What better way to
close out the week than with CREEPOZOIDS?
Don't answer
that.
Full Moon
Entertainment wasn't just a production house, they were also a
distributor. This here film comes to us from Empire Pictures, a low
budget production house specializing in genre film. That's right. A
low budget genre house production distributed by another low budget
genre house. Truth be told, many of the Full Moon “greats” were
not in-house productions (note the quotation marks). CREEPOZOIDS is
most definitely not one of those greats, but it is most certainly a fine example of what your average direct-to-video Full Moon
release was back in the day.
It is derivative,
cheaply made, poorly acted, features both gratuitous nudity and gore,
contains bad special effects, shoddy writing and a quirky synth
soundtrack. These films were not high art. They were brain candy,
just disposable bits of media that we could chuckle at, masturbate to
and then return not rewound the next day. When I was a kid, these
movies were awesome ways to spend an evening. Whether I rented them
myself or just watched a mini-marathon of them on the USA Network, I
had a blast. I genuinely loved them. But these days… Not so much.
CREEPOZOIDS is an
ALIEN rip-off about five teenagers, all of whom are military
deserters, spending the night in an abandoned (or is it?) research
building. The world outside is consumed by World War III, the nuclear
fallout turning the rain to acid. A quick look around the research
facility reveals it to be the perfect place for our bunch of deserters
to call home. There's food, working electronics and even a shower
(because Linnea Quigley has to take her clothes off somewhere). Only
problem, there's a big ass bug-thing running around and it doesn't
take too kindly to visitors.
Oh and there's giant,
man-eating Muppet rats too.
The nerdy Jesse is
the first to go. He's attacked and manhandled, but found perfectly
fine in bed the next morning. As the groups sits around eating their
lunch, Jesse begins puking up black fluid, mutating horribly before
dropping over dead. With this, the film is off and running. But it
never really goes anywhere. That's the biggest problem with this
film. Stuff happens but it isn't meaningful stuff. With such a small
cast, the film can't just wipe out characters at a speedy clip.
Instead, it just has people getting kidnapped by the monster,
conveniently found unharmed a few scenes later, so there's more people
to scream and yell the next time the monster shows up.
The giant rats
sometimes show up for no other reason than to have a giant rat attack scene in the
movie. The writers throw a whole lot of science shit around. The
tragic circumstances of the lab are given to us via audio logs, kinda
like in System Shock. But nothing ever really gels or comes to the
forefront of the narrative. We get a lot of information, sure, but
the film forgets to explain why any of it is important or, and this
is the real kicker, why any of this is happening in the first place.
We're told that the
lab was experimenting with artificially created amino acids,
basically trying to create a way for people to no longer need food or
energy. Well, that's really neat, but is that the cause of the
monster? Someone mentions mutants, but we never see them. Is the
monster a mutant? When the movie opens, we see a single scientist in
the lab. Later, Jesse finds a different scientist dead. What happened
here? The audio logs hint at something, but no one seems to care enough to
find out more about it. Why exactly does Jesse mutate, but no one else does?

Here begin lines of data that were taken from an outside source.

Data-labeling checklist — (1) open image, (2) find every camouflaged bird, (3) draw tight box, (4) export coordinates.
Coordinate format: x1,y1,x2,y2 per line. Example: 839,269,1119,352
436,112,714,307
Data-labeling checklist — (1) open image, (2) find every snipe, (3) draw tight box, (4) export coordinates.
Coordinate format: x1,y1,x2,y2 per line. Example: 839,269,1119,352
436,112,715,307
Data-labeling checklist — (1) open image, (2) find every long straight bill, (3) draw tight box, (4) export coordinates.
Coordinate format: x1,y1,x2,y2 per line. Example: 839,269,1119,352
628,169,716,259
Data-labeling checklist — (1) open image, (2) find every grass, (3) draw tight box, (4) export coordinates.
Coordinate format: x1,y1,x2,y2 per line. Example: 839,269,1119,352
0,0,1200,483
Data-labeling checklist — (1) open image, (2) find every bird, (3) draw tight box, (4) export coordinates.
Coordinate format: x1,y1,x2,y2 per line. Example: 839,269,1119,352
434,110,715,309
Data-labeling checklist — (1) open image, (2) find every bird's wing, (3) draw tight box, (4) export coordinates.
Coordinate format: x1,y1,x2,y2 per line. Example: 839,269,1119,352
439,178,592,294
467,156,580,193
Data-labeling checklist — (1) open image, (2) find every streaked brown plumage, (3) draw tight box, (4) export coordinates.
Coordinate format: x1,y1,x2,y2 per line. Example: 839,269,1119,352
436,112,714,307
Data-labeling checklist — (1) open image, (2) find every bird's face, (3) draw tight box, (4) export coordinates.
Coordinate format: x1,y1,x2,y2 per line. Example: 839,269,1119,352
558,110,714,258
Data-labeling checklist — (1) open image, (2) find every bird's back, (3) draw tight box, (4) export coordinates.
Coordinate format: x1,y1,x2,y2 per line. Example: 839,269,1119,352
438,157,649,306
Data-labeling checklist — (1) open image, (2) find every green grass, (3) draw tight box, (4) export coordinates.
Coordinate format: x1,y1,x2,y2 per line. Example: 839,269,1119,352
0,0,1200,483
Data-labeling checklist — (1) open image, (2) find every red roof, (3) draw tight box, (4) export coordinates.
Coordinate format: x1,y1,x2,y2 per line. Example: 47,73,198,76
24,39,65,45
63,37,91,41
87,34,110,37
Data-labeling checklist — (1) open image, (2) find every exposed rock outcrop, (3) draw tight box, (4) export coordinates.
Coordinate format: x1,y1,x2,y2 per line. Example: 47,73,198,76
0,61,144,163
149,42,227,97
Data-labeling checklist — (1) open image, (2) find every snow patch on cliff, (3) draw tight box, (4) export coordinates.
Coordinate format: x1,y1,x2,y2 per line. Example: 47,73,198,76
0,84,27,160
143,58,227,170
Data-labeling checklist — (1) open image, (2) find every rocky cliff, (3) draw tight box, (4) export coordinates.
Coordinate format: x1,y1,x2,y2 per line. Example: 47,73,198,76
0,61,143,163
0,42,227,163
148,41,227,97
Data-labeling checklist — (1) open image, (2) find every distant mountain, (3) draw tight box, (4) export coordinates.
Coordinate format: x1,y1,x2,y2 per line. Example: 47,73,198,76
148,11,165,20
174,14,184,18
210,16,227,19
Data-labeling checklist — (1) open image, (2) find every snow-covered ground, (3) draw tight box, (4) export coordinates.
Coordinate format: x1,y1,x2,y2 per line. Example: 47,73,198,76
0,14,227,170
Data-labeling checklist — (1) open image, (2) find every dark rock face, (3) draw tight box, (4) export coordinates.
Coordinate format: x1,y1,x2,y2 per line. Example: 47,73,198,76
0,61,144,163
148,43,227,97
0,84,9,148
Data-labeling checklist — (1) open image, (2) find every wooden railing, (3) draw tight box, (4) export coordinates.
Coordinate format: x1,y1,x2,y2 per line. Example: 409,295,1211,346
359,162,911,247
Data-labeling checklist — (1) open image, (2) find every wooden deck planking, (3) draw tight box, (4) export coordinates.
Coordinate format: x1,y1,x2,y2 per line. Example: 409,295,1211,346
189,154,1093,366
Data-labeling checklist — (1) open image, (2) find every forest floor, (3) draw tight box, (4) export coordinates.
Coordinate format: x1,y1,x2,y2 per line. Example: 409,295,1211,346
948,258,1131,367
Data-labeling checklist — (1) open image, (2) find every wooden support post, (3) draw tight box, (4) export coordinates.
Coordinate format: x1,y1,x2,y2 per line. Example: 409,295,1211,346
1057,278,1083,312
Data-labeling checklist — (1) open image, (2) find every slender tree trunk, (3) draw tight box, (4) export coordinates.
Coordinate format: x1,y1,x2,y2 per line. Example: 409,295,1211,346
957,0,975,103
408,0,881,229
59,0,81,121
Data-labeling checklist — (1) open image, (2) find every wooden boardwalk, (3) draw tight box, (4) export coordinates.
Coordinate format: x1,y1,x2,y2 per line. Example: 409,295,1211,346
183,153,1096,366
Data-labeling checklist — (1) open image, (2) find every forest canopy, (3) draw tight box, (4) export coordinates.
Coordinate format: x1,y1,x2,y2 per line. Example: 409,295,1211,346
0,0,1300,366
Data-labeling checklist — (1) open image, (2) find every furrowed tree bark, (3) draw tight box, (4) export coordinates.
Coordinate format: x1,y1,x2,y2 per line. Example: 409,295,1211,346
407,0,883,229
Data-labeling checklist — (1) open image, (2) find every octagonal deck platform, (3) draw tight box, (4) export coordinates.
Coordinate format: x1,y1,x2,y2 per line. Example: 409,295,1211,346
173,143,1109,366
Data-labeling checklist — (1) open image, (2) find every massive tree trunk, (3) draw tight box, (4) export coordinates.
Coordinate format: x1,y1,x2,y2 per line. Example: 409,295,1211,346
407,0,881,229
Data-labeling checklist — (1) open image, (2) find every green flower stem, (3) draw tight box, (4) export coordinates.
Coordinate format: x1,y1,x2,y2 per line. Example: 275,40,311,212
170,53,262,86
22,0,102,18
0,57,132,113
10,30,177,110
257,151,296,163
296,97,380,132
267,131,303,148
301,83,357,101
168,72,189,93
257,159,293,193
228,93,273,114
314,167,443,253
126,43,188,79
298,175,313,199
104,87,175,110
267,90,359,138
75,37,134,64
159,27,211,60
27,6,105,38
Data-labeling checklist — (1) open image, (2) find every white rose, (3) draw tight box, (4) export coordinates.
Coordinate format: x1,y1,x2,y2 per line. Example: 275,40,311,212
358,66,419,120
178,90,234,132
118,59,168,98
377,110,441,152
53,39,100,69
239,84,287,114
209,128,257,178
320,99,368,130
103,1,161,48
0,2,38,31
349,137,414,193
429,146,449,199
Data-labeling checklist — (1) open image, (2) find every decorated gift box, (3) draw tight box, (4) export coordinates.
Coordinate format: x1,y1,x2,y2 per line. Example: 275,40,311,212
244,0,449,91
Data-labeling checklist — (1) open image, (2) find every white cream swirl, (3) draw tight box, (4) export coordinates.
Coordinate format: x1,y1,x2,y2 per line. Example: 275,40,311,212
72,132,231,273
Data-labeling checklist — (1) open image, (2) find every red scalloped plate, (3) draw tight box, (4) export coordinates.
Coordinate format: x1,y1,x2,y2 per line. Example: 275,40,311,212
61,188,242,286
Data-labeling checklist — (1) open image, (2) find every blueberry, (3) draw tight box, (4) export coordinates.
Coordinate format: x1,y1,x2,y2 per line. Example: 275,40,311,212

Why does the monster have a habit of simply knocking people out when
it's more than capable of flat-out killing them? What does Jake
inject into the monster at the end of the film, seemingly killing it?
Why does the monster have a human-looking baby monster burst out of
its chest? Was that only put in the film as a winking ironic reversal
of the classic ALIEN chestburster scenario?
And I know, I know,
it's just a stupid movie so why do I even care? Well, I care because,
believe it or not, these are things any film like this should explain. Yes, even
the cheap ones. There's a fountain of great material here. Nuclear
war. A bunch of teenagers running from their certain deaths on the
front line of combat. A military science installation inexplicably
left deserted. Biological mutation leading to a killer humanoid bug
thing. That's all great stuff to build a movie from, but CREEPOZOIDS
just doesn't give a shit. And I wanted it to give a shit. That's a shit I would have welcomed. I wanted a
shit so bad I could taste it.
Instead, I got a
ridiculous monster, some Quigley nudity, a bunch of silly deaths, stuffed mutant rats, and more questions than the film had answers for. That's all I got. I will admit that I was caught
off guard once during the running time and that was when the obvious
Final Girl becomes bug monster food, leaving us with the bland male
secondary lead for our only survivor. But that's it. That's quite
literally the only time CREEPOZOIDS gave me something interesting to chew on. And if left a lot on the table. There's a great B movie buried somewhere in this film. I just wish I could have been watching that instead.